Bash Code Generation
paradox generate --bash [--path PATH]
Product Types
Input:
type Person
name: Text
age: Integer
admin: Boolean
Output:
#!/usr/bin/env bash
set -euo pipefail
# Product type: Person
# Fields: name (string), age (integer), admin (boolean)
# Constructor: mk_<name> field1 field2 ...
mk_person() {
local -n __result=$1
shift
__result["name"]="$1"; shift
__result["age"]="$1"; shift
__result["admin"]="$1"; shift
}
# Getter: get_<name>_<field> array_name
get_person_name() {
local -n __arr=$1
echo "${__arr["name"]}"
}
get_person_age() {
local -n __arr=$1
echo "${__arr["age"]}"
}
get_person_admin() {
local -n __arr=$1
echo "${__arr["admin"]}"
}
Products use Bash associative arrays. Constructors (mk_*) populate fields; getters (get_*_*) retrieve them.
Validators
valid_person() {
local -n __x=$1
local -a __errors=()
true || __errors+=("field 'name' must be string")

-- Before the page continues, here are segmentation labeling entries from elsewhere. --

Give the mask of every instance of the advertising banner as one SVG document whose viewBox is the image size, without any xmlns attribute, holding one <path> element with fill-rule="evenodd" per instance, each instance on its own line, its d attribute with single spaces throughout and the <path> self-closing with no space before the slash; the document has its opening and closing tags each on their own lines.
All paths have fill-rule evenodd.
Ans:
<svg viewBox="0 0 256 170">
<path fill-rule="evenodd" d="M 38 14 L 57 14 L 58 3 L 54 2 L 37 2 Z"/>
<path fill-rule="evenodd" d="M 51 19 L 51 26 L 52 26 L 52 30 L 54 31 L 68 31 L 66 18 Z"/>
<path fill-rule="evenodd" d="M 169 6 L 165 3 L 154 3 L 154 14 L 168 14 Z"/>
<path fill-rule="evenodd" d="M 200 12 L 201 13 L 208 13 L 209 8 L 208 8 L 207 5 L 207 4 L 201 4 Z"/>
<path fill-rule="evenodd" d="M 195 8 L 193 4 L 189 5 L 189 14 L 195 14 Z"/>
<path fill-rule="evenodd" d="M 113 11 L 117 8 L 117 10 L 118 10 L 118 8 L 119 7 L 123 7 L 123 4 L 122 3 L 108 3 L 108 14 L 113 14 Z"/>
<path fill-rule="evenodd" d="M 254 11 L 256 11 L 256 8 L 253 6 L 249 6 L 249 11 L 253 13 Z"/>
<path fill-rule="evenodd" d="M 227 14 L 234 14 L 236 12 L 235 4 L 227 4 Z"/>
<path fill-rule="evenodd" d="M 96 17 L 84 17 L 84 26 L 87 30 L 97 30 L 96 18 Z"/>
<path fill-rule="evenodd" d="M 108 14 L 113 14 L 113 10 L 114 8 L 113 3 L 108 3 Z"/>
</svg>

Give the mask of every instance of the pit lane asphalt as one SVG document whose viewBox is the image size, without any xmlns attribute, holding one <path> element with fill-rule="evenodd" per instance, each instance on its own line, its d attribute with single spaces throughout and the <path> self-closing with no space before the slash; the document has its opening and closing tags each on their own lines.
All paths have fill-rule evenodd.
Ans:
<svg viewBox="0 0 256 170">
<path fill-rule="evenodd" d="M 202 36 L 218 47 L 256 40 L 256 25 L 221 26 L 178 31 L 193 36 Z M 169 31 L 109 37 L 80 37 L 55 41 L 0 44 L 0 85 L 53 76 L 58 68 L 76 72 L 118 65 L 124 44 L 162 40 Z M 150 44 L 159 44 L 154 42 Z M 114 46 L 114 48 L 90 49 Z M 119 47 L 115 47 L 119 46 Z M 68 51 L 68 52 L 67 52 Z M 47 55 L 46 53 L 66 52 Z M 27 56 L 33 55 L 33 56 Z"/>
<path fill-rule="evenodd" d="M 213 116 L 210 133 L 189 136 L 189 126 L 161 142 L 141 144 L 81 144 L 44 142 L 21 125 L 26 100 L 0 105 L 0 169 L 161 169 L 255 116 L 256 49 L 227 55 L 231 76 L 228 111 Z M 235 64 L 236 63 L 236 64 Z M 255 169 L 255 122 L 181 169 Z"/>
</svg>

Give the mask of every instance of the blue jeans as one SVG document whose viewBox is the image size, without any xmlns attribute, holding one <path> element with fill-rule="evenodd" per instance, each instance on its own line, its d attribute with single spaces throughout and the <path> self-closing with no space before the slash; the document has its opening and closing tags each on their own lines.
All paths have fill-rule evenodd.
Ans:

[[ ${__x["age"]} =~ ^-?[0-9]+$ ]] || __errors+=("field 'age' must be integer")
[[ ${__x["admin"]} == "true" || ${__x["admin"]} == "false" ]] || \
__errors+=("field 'admin' must be boolean")
if [[ ${#__errors[@]} -gt 0 ]]; then
local IFS='; '
echo "${__errors[*]}" >&2
return 1
fi
return 0
}
is_valid_person() {
valid_person "$@" 2>/dev/null
}
Validators use regex matching for type checks and return 0 (valid) or 1 (invalid).